Evolution of Clinical Trial Regulations in Cote D’Ivoire
Abstract
Clinical trials are an essential step in bringing innovative medicines to market. Their effective regulation, which protects participants in these trials, is important in West African’s heavy dependence on foreign sources for medicines context, and particularly in Côte d'Ivoire where the government has expressed its desire to develop the local pharmaceutical industry, including innovation.

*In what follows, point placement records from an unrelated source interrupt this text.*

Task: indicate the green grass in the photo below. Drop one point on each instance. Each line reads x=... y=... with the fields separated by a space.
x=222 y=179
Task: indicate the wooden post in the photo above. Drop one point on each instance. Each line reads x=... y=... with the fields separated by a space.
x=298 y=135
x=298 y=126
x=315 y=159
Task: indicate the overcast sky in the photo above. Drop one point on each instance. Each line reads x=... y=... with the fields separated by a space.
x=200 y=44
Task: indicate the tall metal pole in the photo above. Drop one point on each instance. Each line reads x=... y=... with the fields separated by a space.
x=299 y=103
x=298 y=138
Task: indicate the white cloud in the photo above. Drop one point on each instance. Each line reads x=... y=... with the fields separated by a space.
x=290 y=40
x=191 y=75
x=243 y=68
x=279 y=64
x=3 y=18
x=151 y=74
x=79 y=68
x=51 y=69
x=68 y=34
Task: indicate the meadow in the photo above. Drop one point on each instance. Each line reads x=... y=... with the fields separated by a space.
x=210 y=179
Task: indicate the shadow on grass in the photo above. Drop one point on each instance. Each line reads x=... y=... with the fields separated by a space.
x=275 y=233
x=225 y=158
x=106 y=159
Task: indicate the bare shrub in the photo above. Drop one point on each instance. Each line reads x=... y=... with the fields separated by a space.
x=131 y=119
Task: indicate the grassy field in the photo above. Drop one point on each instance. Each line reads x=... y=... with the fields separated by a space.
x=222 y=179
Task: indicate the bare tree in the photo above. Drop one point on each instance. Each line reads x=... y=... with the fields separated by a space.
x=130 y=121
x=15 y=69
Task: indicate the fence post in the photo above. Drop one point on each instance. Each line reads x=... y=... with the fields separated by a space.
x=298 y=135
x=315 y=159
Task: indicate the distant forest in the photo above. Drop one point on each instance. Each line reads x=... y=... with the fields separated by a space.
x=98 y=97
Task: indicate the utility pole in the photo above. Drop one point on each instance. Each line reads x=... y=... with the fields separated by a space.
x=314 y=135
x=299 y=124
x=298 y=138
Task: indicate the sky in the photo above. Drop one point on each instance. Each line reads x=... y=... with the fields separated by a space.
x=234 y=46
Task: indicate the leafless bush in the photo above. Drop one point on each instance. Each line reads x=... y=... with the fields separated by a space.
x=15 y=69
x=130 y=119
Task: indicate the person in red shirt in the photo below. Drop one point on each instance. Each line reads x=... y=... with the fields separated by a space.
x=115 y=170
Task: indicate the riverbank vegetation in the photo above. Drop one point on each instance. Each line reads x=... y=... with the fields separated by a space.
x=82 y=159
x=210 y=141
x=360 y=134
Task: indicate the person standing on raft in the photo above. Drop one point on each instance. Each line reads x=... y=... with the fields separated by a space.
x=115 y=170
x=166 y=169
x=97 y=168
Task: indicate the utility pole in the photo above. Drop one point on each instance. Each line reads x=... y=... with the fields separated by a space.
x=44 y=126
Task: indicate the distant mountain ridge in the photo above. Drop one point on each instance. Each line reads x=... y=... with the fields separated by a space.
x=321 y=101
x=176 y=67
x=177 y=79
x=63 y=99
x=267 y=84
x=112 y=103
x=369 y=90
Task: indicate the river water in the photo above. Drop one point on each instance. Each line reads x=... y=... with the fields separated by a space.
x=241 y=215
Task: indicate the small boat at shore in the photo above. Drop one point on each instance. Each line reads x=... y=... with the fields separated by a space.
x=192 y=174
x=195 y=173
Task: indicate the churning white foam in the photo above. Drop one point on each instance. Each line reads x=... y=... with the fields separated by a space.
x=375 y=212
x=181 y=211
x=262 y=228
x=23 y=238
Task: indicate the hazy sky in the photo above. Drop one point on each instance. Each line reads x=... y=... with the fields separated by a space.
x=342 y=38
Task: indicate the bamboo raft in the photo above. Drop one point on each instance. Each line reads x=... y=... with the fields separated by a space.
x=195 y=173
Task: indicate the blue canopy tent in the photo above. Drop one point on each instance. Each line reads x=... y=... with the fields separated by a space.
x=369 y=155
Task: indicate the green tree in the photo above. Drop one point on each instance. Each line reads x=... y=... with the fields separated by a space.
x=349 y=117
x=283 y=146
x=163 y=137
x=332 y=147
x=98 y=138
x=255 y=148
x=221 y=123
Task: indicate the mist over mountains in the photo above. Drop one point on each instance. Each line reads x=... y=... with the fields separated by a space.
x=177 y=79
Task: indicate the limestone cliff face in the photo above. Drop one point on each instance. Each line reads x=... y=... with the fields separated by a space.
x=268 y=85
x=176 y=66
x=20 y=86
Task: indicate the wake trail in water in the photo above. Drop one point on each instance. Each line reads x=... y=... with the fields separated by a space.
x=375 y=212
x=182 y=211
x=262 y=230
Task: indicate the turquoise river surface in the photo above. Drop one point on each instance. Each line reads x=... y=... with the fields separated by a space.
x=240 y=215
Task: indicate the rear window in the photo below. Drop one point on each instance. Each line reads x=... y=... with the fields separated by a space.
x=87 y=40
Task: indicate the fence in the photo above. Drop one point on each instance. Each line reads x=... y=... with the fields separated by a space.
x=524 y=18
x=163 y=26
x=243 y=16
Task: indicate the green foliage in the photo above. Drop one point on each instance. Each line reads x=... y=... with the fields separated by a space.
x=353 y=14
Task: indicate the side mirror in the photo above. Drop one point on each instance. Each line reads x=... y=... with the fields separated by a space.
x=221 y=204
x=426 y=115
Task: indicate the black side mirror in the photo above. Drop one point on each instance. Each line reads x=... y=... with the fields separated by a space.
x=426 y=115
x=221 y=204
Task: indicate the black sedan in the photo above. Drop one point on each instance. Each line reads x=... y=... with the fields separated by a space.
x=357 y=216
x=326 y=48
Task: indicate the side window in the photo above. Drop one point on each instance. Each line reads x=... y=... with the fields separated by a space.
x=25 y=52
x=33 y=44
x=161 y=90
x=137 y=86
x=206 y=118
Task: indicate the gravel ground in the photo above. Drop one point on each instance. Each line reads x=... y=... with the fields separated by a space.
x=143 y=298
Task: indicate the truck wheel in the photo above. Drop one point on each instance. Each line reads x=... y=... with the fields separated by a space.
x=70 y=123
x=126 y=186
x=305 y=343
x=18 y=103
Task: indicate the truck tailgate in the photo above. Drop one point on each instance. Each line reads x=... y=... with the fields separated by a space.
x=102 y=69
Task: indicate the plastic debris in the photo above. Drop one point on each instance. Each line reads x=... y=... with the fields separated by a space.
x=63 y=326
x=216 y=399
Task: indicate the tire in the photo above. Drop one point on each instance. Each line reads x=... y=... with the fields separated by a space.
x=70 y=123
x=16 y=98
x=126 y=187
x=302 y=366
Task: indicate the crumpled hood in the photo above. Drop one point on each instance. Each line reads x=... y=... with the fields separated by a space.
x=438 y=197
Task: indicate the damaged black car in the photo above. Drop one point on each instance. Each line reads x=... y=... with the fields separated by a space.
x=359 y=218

The objective of this study was to describe the regulations governing clinical trials in Côte d’Ivoire. The methodology used consisted in identifying and then analyzing the applicable texts to clinical trials as well as the reports emanating from the bodies involved in the regulation of clinical trials. The results of our study reveal that in Côte d'Ivoire, since 1987, clinical regulation trials, characterized by the creation and organization of the main bodies in charge of managing these trials, has not really evolved. It took about thirty years to observe a major evolution in regulations with the adoption of Presidential Decree No. 2020-407 of April 22, 2020 regulating clinical trials in Côte d’Ivoire. This salutary text incorporates general principles universally accepted in this area such as the protection of persons and their free and informed consent before any testing is conducted. This confirms the role of the Ivorian Pharmaceutical Regulatory Authority in clinical trials monitoring, while still considering National Ethics Committee mandatory opinion. This development in Ivorian regulations is part of a sub-regional project to regulate clinical trials and will become effective with implementing regulations adoption.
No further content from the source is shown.